How does the workshop distinguish “substantive” revision from the kind of self-editing that matters most here?
What practical method is taught for spotting passive voice?
Why does the session treat readability scores as more than a vanity metric?
What kinds of “style clutter” does ProWritingAid help detect, and what’s the rationale behind each?

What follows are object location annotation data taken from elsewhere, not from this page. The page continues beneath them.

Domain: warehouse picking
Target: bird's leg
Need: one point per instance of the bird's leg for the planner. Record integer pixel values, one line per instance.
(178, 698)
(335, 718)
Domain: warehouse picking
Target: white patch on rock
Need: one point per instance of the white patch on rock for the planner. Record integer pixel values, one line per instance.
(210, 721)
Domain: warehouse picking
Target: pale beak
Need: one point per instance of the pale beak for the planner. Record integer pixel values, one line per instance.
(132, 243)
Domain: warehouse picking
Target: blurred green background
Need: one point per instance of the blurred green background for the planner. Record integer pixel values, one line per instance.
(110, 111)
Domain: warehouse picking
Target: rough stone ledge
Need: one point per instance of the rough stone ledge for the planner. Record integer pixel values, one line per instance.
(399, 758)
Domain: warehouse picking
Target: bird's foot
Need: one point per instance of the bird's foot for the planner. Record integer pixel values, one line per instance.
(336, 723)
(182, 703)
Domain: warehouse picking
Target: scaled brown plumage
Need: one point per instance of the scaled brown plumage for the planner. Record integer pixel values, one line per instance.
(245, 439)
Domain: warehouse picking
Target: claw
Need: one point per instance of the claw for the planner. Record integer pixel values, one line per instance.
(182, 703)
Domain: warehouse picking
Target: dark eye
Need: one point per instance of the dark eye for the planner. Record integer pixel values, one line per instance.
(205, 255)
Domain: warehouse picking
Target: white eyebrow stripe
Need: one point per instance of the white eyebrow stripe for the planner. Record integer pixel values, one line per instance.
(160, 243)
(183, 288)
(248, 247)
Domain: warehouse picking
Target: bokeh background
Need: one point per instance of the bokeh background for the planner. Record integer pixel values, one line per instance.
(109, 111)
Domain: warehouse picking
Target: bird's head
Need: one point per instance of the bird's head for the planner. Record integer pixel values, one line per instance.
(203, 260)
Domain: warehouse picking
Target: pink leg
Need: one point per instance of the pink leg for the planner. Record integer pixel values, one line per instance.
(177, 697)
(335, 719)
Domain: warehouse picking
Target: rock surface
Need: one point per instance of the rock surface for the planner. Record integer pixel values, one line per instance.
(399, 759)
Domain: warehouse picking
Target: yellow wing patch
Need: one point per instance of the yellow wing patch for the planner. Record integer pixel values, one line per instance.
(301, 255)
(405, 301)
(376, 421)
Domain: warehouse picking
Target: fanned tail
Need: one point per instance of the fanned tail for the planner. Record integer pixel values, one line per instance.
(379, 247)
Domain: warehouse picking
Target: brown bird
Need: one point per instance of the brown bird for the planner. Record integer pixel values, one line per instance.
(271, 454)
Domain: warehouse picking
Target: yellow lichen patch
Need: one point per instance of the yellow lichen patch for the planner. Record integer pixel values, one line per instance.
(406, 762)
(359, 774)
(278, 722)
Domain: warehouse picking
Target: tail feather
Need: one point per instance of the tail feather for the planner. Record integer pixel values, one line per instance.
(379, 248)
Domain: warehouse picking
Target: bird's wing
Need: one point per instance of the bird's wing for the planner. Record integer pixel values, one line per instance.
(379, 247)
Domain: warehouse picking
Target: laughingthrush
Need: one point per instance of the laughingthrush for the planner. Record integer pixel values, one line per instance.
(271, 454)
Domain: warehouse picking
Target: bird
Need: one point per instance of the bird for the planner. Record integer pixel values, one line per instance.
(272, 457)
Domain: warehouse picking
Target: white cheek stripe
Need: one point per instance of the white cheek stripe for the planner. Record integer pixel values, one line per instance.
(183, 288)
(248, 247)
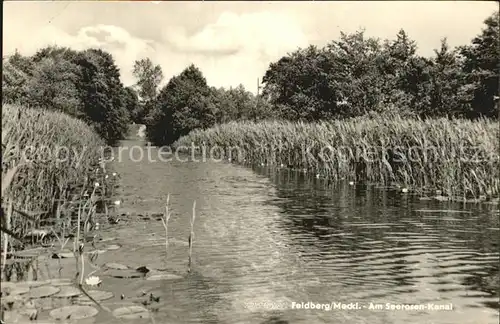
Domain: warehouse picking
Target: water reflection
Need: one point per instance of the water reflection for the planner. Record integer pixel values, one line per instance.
(264, 236)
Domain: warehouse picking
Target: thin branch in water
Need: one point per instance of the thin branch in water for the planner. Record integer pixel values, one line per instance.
(191, 237)
(165, 220)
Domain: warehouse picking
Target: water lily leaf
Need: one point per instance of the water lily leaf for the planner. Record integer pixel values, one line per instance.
(19, 291)
(73, 312)
(126, 274)
(63, 255)
(113, 247)
(131, 312)
(163, 276)
(59, 282)
(117, 266)
(43, 291)
(31, 253)
(98, 295)
(67, 292)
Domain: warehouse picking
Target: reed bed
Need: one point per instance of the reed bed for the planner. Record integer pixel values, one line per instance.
(57, 159)
(456, 157)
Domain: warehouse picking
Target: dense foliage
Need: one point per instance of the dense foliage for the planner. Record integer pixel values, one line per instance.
(82, 84)
(352, 76)
(358, 74)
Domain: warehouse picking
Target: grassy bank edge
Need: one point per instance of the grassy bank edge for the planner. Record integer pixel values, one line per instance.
(463, 164)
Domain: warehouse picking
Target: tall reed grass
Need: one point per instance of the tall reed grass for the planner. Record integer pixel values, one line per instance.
(44, 185)
(457, 157)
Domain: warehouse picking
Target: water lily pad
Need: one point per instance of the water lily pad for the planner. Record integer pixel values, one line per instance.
(60, 282)
(68, 292)
(74, 312)
(63, 255)
(30, 284)
(117, 266)
(96, 251)
(131, 312)
(19, 291)
(163, 276)
(126, 274)
(31, 253)
(113, 247)
(98, 295)
(107, 239)
(44, 291)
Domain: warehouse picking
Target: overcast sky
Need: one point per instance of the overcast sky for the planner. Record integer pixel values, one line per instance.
(231, 42)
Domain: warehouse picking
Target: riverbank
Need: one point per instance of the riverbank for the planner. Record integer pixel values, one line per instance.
(449, 159)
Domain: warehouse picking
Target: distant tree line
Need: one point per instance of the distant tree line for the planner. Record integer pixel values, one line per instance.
(353, 76)
(83, 84)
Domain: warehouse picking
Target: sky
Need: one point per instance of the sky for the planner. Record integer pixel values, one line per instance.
(231, 42)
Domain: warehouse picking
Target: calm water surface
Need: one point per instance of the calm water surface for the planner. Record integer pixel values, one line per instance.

How do Jenkins and Banks address the fear that aggressive cutting will ruin a novel?
Where does the session draw the line between revision and endless tinkering?
Review Questions
- Which specific sentence-level issues (passive voice, redundancies, clichés, glue words, etc.) are most likely to hurt an agent’s early impression, and why?
- Apply the “by zombies” test to a sample passive sentence you’ve written. What active rewrite would you produce?
- How would you decide whether a readability score is “too high” or “too low” for your target audience and genre?
Key Points
- 1
Self-editing in this workshop focuses on line-level copy editing—word choice and sentence construction—rather than big-picture structural revision.
- 2
Agents and acquisitions editors can reject poorly edited manuscripts quickly, so writers should polish for clarity and economy before submission.
- 3
ProWritingAid is positioned as a style-first tool that finds issues like passive voice, redundancies, clichés, dialogue tag problems, telling vs. showing, adverb overuse, needless words, and glue words.
- 4
Passive voice detection is taught through “state of being” verbs and “by” constructions, with a memory trick (“by zombies”) to confirm passive structure.
- 5
Readability is treated as immersion support, using Flesch Reading Ease and paragraph-level breakdowns to target sections that are hardest to understand.
- 6
Cutting is framed as power-building: removing needless words and clutter can create room for stronger, leaner scenes rather than shrinking the story’s value.
- 7
Revision should stop when changes no longer improve quality—endless yo-yo editing can make writing different without making it better.